The good thing about this usecase is that they do not need to solve the general problem of forking a multithreades program.
The child process is doing a very specific job that amounts to serializing the contents of memory and writing it to a file. Once that is done is can simply exit, and all the orphans are cleaned up.
While this is admittadly more complicated, it is the same general idea behind fork+exec. Sure, your serialization logic cannot call malloc, but how often do you really need dynamic memory allocation. And if you really do need to, you can use a simple mmap backed bump allocator (or any other custom allocator you want)
For datastructure locks protecting gamestate; just wait until the gamestate is in a consistent state before forking.
Of course, if you try reusing existing code, or forget about the limitations while writing new code; it would be easy to introduce non-deterministic bugs.
It is very difficult to write general purpose C++ code that does not call malloc somehere.
Something fails and you want to display a message `"Error: " + reason`? Bam, malloc right here, serialisation process may hang forever in a malloc lock.
You quit the game, the parent process exits, and the serialisation process gets reparented to init, invisibly using up your RAM until you reboot.
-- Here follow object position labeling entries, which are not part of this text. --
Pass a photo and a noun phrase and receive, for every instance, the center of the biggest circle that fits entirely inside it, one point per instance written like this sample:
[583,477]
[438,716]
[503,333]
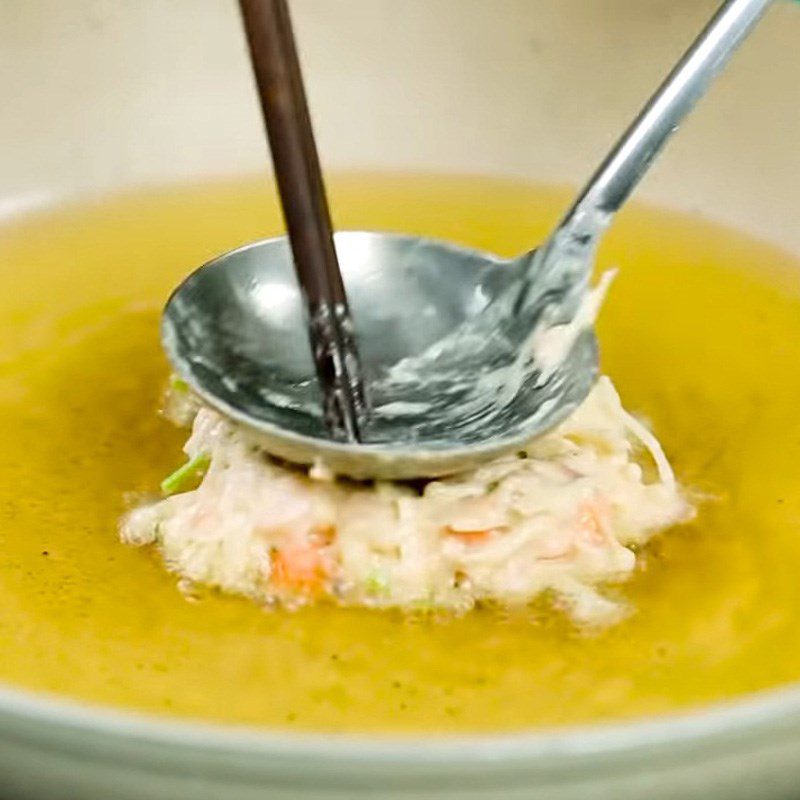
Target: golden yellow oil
[701,334]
fork()+exec() works in C because C has no invisible memory allocation, and even there you'd usually try to not call any function in between the two to be very sure.
Using fork() without being 100% sure there can be no malloc usually means inviting years of rare, hard-to-reproduce random weird bug reports.
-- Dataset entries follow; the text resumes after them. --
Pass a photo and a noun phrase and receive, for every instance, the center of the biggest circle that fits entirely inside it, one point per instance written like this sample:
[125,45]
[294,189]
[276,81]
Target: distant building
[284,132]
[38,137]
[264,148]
Beyond that, as the post mentions, fork() needs "requires a significant amount of RAM to work" if many pages are touched due to copy-on-write, and copy-on-write also slows down the main game.
It seems much safer to use a thread for saving the game state.
In principle, using a thread for saving the game state is a much more difficult problem, since the game state itself will mutate. You need to be extremely careful to assure that the state you serialize is consistent and is at least a plausible game state (even if there is a bit of wiggle room to allow for game states that technically never existed). This complexity invades every aspect of game logic; and bugs here tend to be subtle corruption of your save data that will take a while to notice; thereby obscuring the relationship to the corruption, and the save/reload cycle.
In contrast, forking with its COW semantics is conceptually easy. You just fork. The main process can continue running, and the child process gets a frozen snapshot. There is a bunch of overhead from the copy part of copy-on-write. However, most of that overhead will likely be spent in the first frame; which is still a significant improvement over the pause time associated with stop the world saving. In practice, coding for the child process is tricky. However, it is self contained and responsible only for a relatively simple problem. No complex problems to solve, just a relatively small amount of code that needs to be written carefully.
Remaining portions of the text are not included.